Sunday, February 23, 2020

Sermon Annual Meeting February 23, 2020


2019 was indeed a busy year for us at St. Paul’s Church and we celebrated our 250th anniversary. Many extra things were done during the year, and our anniversary gave a special tone to most of the things we would have done in a regular year. I won’t go into the details now, but I can commend to you the Annual Report, it is a detailed account of the fabulous year we’ve had. No one person can take credit for it, it was certainly a community effort and I am deeply thankful to everyone who helped in any way.

Even financially, it was a fabulous year. I don’t know how, but again this year we have, as they say, ended the year in the black. Well, I do know how actually, it is by your generosity. Thank you!

I confess to you that I am not all that interested in this Annual Report, I am far more interested in what next year’s report will say… and the year after that…

Wednesday is the beginning of Lent.
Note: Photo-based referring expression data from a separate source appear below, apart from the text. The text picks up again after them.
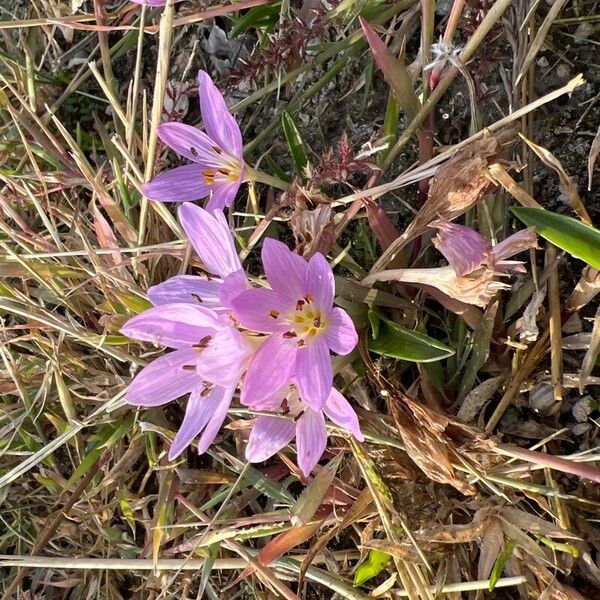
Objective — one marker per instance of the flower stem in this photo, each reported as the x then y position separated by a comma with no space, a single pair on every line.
261,177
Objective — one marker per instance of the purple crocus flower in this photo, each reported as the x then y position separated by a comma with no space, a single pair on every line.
298,312
474,265
152,2
207,363
271,433
217,168
208,232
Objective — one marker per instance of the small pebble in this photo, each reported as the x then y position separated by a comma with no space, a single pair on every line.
541,399
580,428
583,408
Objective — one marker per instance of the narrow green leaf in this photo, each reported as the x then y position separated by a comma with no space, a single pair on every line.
312,496
499,564
295,143
264,16
397,341
568,234
375,563
393,70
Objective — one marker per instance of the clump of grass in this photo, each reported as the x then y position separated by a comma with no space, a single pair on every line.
429,504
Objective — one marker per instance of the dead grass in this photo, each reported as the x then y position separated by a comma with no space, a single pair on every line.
431,506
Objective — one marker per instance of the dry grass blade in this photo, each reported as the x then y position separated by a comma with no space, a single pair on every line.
567,185
593,155
591,355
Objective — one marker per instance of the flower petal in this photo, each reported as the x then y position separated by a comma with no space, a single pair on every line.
285,270
311,439
165,379
268,436
216,421
222,360
191,143
261,310
187,288
180,184
319,282
270,368
223,194
464,248
341,334
314,373
338,409
176,325
231,287
210,236
198,412
218,122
We are invited at that time, to observe a holy Lent by self-examination, penitence, prayer, fasting, almsgiving, and by reading and meditating on the word of God.

I admit that I worry about us, I worry about the Church, I worry about this Church – are we too busy? – are we busy for business sake?

And Paul asks in our lesson today, “Do you not know that you are God’s temple and that God’s Spirit dwells in you?”

That’s as true about each of us as individuals as it is for our community. And so, we take time to rest. And rest we will. With what seems like a bunch of extra stuff in Lent: self-examination, penitence, prayer, fasting, almsgiving, reading, meditating.

At first, it doesn’t seem like a time of rest… Ah, but Lent is a kind of Sabbath-time too, it is a time of rest. The goal of Lent is to make us whole, to take the broken, bruised, separated pieces of ourselves and re-assemble them – to restore, to heal, to make whole, to make holy. There’s a pun there, I hope you got it – there a connection between being made whole and holiness.

As a part of the Sermon on the Mount, from which our Gospel lesson is taken this morning, Jesus says, “Be perfect, therefore, as your heavenly Father is perfect.”

I’m more careful what questions I ask in sermons these days, but many years ago I asked, “who here is perfect?” And a lone voice piped up, “my ex-husband thought he was.” {pause}

We think of being perfect as being without fault, blemish or crack. But the word we translate in the Bible as “perfect,” more closely resembles the word “whole.”

There’s no other force in the universe that can make whole the broken, bruised, separated pieces of ourselves than love. Wholeness is possible, especially when we understand the transformative power of loving our enemies. Just as Jesus asks, “love your enemies.” A transformative request. It is by love, and only by love that enemies (or strangers) are transformed into friends… and that transformation begins with a prayerful transformation in me.

Yes, we rest this Lent, we seek wholeness, we seek holiness so that we can continue serving our Creator by serving others; loving God by loving others; loving Jesus by loving enemies and strangers; so that we are free to show the Transforming Love and Justice of God in Action, in all that we do. And that is why I am looking forward to readings about it in next year’s Annual report. Amen.